Jane Austen's horse cart

The Bakehouse

The garden was plain due to the winter season but peaceful despite the road on the other side of the stone wall. We did not enter the child-orientated learning centre due to the Closed sign so turned the corner to enter the kitchen of the house, pretty much dominated by Martha Lloyd, a woman who lived with Jane, her sister Cassandra and mother during their time at Chawton.
Here my sister and I looked into the interactive computer, and posed for some embaressing (and everlasting) photos.
And at last! The house! The first room of the downstairs contained the Drawing Room where Rev.Austen's original bookcase stood. Unfortunately photos couldn't be taken in here. Through the doorway we came to the Vestibule, where the front door was most likely originally found before a window replaced it. A lock of Jane's hair was kept in a drawer. The dining parlour came next which, until last year, contained the Knight family's china dinner set which had been in the house since 1949. Beside the window stood Jane's tiny writing table; I spent several minutes just staring at this item, in awe that it was here that so many hours of pleasure had been created in this corner, on this aged piece of wood.

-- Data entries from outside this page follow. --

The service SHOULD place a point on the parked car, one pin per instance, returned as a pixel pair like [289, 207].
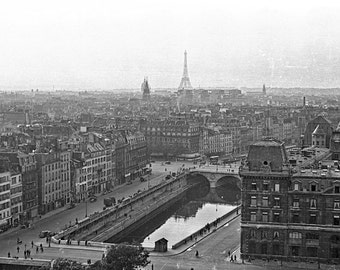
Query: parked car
[44, 234]
[71, 205]
[93, 199]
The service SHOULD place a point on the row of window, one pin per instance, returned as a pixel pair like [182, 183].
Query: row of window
[3, 215]
[295, 218]
[4, 205]
[4, 179]
[295, 204]
[5, 196]
[297, 186]
[5, 187]
[265, 186]
[314, 187]
[16, 180]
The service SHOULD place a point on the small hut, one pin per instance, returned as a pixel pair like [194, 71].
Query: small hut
[161, 245]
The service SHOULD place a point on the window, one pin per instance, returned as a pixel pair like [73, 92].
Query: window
[313, 187]
[296, 203]
[312, 203]
[264, 248]
[295, 250]
[265, 216]
[312, 236]
[265, 201]
[296, 218]
[276, 249]
[253, 201]
[337, 189]
[276, 217]
[265, 186]
[295, 235]
[277, 202]
[312, 251]
[312, 219]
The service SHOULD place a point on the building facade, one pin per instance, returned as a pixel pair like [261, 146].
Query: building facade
[288, 214]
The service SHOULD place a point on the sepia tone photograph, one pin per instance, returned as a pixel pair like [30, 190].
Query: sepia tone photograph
[169, 135]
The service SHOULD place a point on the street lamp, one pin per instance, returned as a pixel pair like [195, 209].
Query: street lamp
[86, 203]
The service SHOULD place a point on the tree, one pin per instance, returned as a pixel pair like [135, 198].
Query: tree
[123, 257]
[64, 264]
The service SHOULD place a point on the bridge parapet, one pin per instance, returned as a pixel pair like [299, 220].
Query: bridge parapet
[213, 173]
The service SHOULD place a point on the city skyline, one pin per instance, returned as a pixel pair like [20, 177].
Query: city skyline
[85, 45]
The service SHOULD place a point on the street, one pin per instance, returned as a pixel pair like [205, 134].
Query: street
[59, 219]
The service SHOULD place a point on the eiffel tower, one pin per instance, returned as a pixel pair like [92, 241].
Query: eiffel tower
[185, 82]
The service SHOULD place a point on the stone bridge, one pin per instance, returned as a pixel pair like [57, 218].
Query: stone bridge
[215, 173]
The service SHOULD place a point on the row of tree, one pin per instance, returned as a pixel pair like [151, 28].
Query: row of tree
[118, 257]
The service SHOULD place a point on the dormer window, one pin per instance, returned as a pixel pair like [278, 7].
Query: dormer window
[313, 203]
[313, 187]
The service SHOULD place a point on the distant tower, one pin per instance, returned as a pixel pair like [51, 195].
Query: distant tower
[264, 91]
[185, 82]
[145, 89]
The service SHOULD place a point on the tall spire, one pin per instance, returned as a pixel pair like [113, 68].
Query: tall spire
[185, 82]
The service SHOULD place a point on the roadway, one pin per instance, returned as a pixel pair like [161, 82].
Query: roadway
[59, 219]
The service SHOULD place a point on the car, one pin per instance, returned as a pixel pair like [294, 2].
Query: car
[71, 205]
[93, 199]
[44, 234]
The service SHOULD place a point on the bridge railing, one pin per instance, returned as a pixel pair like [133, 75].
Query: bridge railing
[212, 226]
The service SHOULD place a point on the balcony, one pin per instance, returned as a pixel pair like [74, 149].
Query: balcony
[312, 242]
[295, 241]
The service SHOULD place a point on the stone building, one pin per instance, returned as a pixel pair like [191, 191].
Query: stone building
[288, 213]
[323, 124]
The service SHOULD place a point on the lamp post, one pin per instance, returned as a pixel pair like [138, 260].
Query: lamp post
[86, 203]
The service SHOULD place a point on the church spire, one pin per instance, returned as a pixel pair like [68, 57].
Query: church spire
[185, 82]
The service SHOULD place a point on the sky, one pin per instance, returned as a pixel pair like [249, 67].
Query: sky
[81, 44]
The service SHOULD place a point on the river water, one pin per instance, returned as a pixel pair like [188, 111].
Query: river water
[184, 218]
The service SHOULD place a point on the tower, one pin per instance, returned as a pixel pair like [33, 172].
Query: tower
[145, 89]
[185, 82]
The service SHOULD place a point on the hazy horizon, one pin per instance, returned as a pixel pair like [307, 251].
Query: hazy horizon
[84, 45]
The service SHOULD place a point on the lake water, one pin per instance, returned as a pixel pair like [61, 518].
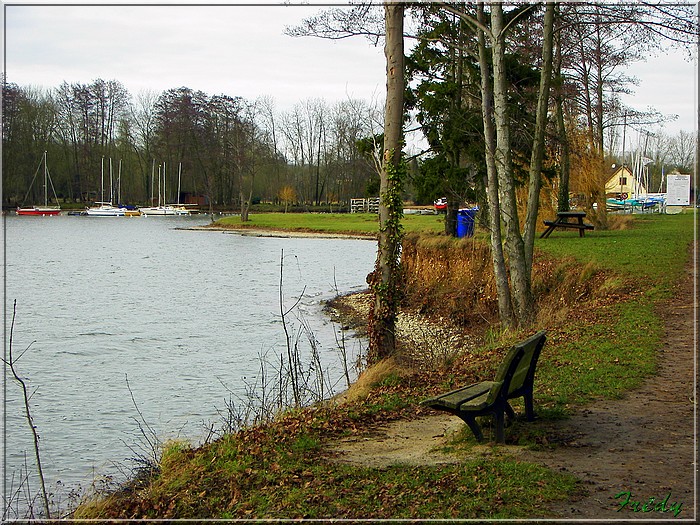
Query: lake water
[184, 315]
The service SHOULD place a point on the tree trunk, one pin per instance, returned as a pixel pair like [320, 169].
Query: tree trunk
[505, 306]
[565, 162]
[385, 280]
[521, 292]
[538, 143]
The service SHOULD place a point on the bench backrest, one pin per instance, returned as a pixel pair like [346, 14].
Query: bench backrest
[517, 371]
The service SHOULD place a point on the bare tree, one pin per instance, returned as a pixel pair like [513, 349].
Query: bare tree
[384, 280]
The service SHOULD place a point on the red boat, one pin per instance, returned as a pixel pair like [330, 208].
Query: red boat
[39, 210]
[441, 204]
[45, 209]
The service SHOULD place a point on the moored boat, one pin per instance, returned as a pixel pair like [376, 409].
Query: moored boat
[45, 209]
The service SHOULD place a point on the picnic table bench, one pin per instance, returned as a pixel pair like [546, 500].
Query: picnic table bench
[515, 378]
[563, 221]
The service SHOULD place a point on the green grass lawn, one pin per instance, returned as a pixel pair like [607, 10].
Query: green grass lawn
[360, 223]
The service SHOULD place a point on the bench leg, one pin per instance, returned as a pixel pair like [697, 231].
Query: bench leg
[529, 407]
[474, 426]
[500, 424]
[510, 411]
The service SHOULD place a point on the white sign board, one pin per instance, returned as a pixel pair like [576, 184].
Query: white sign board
[678, 190]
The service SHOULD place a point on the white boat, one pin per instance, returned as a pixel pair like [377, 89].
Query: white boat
[166, 209]
[105, 208]
[45, 209]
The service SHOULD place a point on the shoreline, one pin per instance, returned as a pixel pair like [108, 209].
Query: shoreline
[261, 232]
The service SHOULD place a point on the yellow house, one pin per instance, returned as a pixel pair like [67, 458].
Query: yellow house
[623, 184]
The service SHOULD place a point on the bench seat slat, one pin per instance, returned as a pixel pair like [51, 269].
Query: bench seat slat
[452, 400]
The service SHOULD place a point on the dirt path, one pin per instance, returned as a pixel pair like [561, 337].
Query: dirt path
[642, 444]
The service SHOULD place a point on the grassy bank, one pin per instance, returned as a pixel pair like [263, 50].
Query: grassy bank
[350, 223]
[598, 300]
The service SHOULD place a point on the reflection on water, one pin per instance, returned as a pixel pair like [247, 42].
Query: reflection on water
[184, 315]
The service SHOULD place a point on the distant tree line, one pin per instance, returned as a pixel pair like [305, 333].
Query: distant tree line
[227, 151]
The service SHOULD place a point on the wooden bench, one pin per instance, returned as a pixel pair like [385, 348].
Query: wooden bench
[515, 378]
[562, 221]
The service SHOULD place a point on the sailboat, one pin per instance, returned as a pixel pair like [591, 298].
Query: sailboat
[45, 209]
[105, 208]
[163, 210]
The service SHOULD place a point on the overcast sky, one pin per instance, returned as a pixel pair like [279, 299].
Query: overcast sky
[241, 51]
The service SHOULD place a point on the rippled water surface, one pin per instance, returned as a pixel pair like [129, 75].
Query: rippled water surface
[183, 315]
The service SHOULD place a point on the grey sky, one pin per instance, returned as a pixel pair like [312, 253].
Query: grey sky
[242, 51]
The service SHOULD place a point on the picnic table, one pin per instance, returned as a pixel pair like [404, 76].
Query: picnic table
[567, 219]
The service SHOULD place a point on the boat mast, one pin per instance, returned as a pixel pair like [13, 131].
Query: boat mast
[119, 183]
[111, 185]
[102, 189]
[46, 176]
[179, 173]
[153, 172]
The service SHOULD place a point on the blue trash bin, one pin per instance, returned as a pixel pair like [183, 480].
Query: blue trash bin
[465, 222]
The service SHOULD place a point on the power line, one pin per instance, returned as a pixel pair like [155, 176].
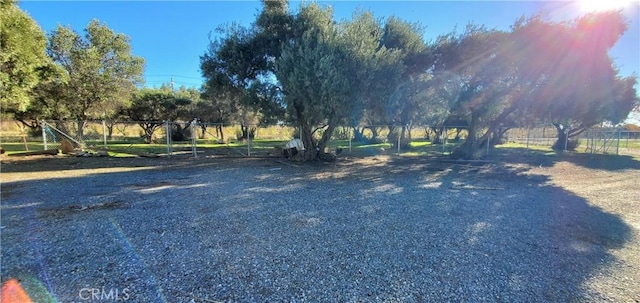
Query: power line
[177, 76]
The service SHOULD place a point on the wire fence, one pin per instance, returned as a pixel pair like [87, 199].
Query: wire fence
[194, 138]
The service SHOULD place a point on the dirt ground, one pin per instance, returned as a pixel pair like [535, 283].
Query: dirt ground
[607, 183]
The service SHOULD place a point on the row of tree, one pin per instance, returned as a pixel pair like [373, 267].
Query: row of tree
[324, 73]
[66, 75]
[309, 70]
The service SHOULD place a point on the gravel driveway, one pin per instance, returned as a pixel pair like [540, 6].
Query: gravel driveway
[373, 230]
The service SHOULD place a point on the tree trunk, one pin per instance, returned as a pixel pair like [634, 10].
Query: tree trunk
[562, 137]
[469, 148]
[80, 131]
[219, 132]
[310, 152]
[203, 130]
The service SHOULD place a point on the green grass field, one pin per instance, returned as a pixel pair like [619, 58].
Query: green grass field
[260, 147]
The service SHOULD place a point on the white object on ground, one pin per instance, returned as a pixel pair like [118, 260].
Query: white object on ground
[297, 143]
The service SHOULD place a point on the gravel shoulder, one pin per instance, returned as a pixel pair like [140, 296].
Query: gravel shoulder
[359, 230]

A reading room used as a library for staff and visitors is the final room before stepping slowly up the creaking oak stairs to look out an airy window to the courtyard. Jane and Cassandra's room captivated me and I returned to it three times. There was a testimony from Jane's niece, describing her last visit to Jane when the bedroom became a sick room whilst on the opposite wall was an original letter from a sickly Winston Churchill describing his medicinal perscription of Pride and Prejudice.
Mrs Austen's room (or the family room), a dressing room and a corridor and alcove decorated with illustrations of Austen's works were interesting whilst the Admiral's Room contained memorabilia of Jane's two sailor brother's, Francis and Charles Austen. The dressing room was especially intriguing; it contained items found underneath the floorboards - DIY tools, rusted buckles, buttons, clasps, a pen knife, a plane, pipes, bottles - and a revolver.
Leaving my mum to peruse a book which had caught her eye, my sister and I spent 45 minutes (and too much money) in the beautiful gift shop where a Mr Darcy poster had to be purchased! There were books galore (several of which left with me!), caligraphy sets, dvds of her adaptations, the books themselves, and many other wonderful items.
Jane Austen's house was a lovely way to spend a winter Sunday. It is funded by entry fees, HLF funding, as well as the Descendents of Jane Austen, the Corporate Friends of the Jane Austen House Museum and Laura Ashley. I highly recommend that you visit it if you are a fan - even if you're not - and that you spend just a little time basking in the remenants of a home that welcomed one of the greatest authors of all time.